To this point I’ve spoken little of the poverty and destitution that I witnessed in India. The walk to the caves was one of the most heart-wrenching experiences I’ve ever had. The walk was about 20 minutes uphill and the road was lined with beggars, cripples, young and old. They were just lying on asphalt in the burning sun, hoping to gain a few rupees from the occasional tourist that comes up here (not many by my calculations). Vendors sell cookies and 1 rupee coins and some tourists buy these and pass them out to the beggars – we unfortunately had to witness this scene where the people were reduced to animals, begging and fighting for anything they could get their hands on. I felt very helpless – giving them anything perpetuates the process but you know there is no one else helping them. Not the government, not NGOs, not even fellow citizens who barely have enough to survive themselves. In Bodhgaya itself, there was a large Dalit population (untouchable caste), seen sleeping on the streets and begging during the day. There were groups of children that would always approach you, the best English speaker of the group recruited to ask “where are you from, what's your name, how long have you been in Bodhgaya, do you like India?” in order to gain a few rupees or some food. Many of the temples in Bodhgaya would have a resident cripple- for those who saw Slumdog Millionaire, you will remember the scene where an orphan boy is intentionally blinded to become a beggar. This is real, and I saw blind people, cripples who had their knees bashed in as a child, often accompanied by their ‘pimp’ who manages the money these poor souls bring in. Watching someone pull themselves across an asphalt or dirt road with only their hands is not a pleasant experience. I found myself giving whatever food and small change I had to these people, who are enduring some of the most unimaginable suffering a human being can. Travel to India is all about heart and compassion work. You do have to find a balance however, as being fully open can just be overwhelming. An interesting thing I read while in Bodhgaya was about doing 4th chakra work by focusing on a person, sending them compassion and love and then moving on. Moving on is the hard part, and the mind gets involved and starts wondering why the world is this way or that way and how human beings can allow other human beings to suffer in this manner.
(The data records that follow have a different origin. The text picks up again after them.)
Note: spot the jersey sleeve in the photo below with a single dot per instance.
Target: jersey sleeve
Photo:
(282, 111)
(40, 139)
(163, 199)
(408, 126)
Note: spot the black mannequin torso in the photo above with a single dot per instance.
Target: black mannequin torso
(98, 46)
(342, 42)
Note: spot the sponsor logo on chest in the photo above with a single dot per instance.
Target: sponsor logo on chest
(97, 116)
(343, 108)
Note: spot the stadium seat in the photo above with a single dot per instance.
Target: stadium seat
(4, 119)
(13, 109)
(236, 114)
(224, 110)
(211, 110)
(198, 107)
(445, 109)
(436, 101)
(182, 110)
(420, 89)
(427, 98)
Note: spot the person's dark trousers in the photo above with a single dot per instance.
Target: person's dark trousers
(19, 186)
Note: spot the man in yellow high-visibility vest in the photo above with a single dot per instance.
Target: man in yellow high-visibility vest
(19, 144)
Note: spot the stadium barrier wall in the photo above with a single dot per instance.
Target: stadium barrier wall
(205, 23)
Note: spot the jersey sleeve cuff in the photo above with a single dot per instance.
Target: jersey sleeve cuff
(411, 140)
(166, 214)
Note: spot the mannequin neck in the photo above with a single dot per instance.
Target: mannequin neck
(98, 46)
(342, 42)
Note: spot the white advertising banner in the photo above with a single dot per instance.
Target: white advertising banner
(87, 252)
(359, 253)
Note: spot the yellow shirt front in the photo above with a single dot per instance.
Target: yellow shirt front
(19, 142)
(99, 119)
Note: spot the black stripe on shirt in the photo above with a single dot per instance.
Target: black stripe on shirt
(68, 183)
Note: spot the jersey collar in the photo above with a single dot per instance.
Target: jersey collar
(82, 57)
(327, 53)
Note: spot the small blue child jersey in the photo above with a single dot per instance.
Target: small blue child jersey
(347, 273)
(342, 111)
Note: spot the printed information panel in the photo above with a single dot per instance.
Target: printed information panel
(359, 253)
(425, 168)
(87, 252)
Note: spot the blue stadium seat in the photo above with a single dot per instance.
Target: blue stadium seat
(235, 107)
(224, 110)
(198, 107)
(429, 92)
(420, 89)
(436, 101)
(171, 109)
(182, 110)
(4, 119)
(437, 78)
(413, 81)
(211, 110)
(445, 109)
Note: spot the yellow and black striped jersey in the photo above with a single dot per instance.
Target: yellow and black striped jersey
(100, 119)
OK, back to Bodhgaya - the last thing I want to talk about is a half-day trip I took around the outskirts of town, visiting the many monasteries representing countries and forms of Buddhism. I enjoyed the Japanese temple the most, as here the monks practiced Soto Zen Buddhism, as do I, and I sat with them one evening for service. I also caught a talk by Karmapa, head of one of the major branches of Tibetan Buddhism. It felt great to just get out of town and wander in the farmlands, something I hadn't done for some time. Eventually tiring, I hired a bicycle rickshaw for 30 cents and had enjoyed the slow ride back into town.
As I said goodbye to my friends and prepared for an overnight train to Delhi, I sensed that this would not be my only last visit to Bodhgaya.